Micron's investment thesis comes down to one number: how much high-bandwidth memory each AI chip consumes.
Micron's investment thesis comes down to one number: how much high-bandwidth memory each AI chip consumes.

As AI models grow larger, chipmakers are packing more high-bandwidth memory into each server, creating a demand driver for Micron Technology that extends beyond AI server shipment volumes alone.
"The current DRAM upcycle has already lasted 12 quarters, exceeding the eight- to nine-quarter cycles experienced in 2014 and 2018," RBC Capital analysts said in a note, raising their Micron price target to $1,200 from $525. The firm expects the cycle to continue for another five to six quarters as supply growth remains constrained.
Micron has commenced volume shipments of HBM4 for new AI platforms and is advancing HBM4E development for a planned 2027 ramp. The company's entire 2026 HBM production capacity is sold out, with DRAM shortages expected to persist past 2027 as AI capital expenditures continue accelerating. During the second quarter of fiscal 2026, revenue surged 196 percent year over year to $23.9 billion, supported by record DRAM, NAND and HBM sales. Third-quarter gross margin is projected at approximately 81 percent.
Micron trades at 9.7 times forward earnings, a steep discount to the Nasdaq Composite's 25.5 times, reflecting the memory industry's history of boom-bust cycles. If the market re-rates Micron as a structural AI beneficiary rather than a cyclical commodity play, the valuation gap could narrow significantly. According to TrendForce, the global memory market is expected to reach $1.3 trillion by 2027, with DRAM revenue rising 303 percent this year to $619 billion.
HBM Content Per Chip Reshapes the Demand Equation
The shift toward higher memory density per accelerator is the structural argument underpinning Micron's bull case. AI training and inference workloads require enormous bandwidth that conventional memory solutions cannot deliver efficiently. HBM, layered directly alongside GPU clusters in servers, enables the low-latency data movement essential for large language models and other compute-intensive applications.
Micron, Samsung and SK Hynix are the three manufacturers of HBM. Unlike past memory cycles where spot-market pricing drove volatility, Micron has secured multiyear supply agreements with hyperscalers that lock in both volume and pricing. These contracts should reduce the boom-bust volatility that has historically plagued the memory market, according to RBC.
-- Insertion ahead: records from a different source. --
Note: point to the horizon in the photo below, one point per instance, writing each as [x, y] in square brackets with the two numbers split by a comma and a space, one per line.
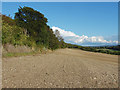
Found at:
[79, 23]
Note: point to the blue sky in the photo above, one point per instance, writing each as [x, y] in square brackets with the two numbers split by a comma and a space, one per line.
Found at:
[81, 18]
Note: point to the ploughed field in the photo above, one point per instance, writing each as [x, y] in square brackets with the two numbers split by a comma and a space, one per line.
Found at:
[63, 68]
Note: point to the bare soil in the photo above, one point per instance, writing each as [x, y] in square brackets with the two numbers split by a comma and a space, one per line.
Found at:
[63, 68]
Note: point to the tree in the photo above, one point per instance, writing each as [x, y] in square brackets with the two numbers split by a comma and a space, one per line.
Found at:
[35, 24]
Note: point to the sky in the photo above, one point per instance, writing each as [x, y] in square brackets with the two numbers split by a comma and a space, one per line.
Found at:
[90, 23]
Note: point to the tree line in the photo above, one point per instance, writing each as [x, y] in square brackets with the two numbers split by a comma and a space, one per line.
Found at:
[29, 27]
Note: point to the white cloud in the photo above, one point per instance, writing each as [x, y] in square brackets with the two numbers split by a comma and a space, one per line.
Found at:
[83, 40]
The supply side reinforces the pricing story. Limited clean-room capacity, ongoing conversion of DRAM production lines to HBM, and strong capital expenditure trends from hyperscalers all point to sustained tightness. RBC cited these factors as supporting a longer-than-normal upcycle, with few near-term developments appearing capable of easing supply constraints.
Micron's competitive position is strengthened by its early lead in HBM4. The company began volume shipments ahead of rivals, securing design wins with major AI accelerator makers. Each successive HBM generation increases memory content per chip — HBM4 packs more than double the bandwidth of HBM3e, meaning every GPU shipped pulls more Micron revenue than previous generations. This dynamic is what separates the current cycle from past memory booms, where unit volumes drove growth rather than content per unit.
Valuation Gap Reflects a Structural Shift
Micron's trailing price-to-earnings multiple of 48 looks expensive against its historical range of 3.5 to 8 during past downturns. But that multiple captures both an immediate earnings inflection and the market's ongoing reassessment of memory's role as durable AI infrastructure rather than pure commodity.
The forward P/E of 9.5 tells a different story. Nvidia, Broadcom and Taiwan Semiconductor Manufacturing have all traded at forward multiples in the mid-20s to mid-30s throughout the AI buildout. Micron's discount suggests the market has not fully priced in the structural shift toward higher memory content per chip, leaving room for valuation expansion if earnings materialize as expected.
The risk is that new foundry capacity comes online faster than anticipated or that hyperscalers moderate their data center capital expenditures. Either scenario would compress margins and multiples toward historical averages. But with HBM supply sold out through 2026 and multiyear contracts providing revenue visibility, the near-term trajectory appears constructive.
For investors, the key question is whether Micron's forward multiple expands toward AI peer levels as earnings materialize. At 9.7 times forward earnings, the stock prices in a cyclical downturn that may not arrive as long as HBM content per chip continues rising. If the market assigns even half the multiple of Nvidia's 30-plus times forward earnings, Micron shares would have substantial upside from current levels near $1,076.
This article is for informational purposes only and does not constitute investment advice.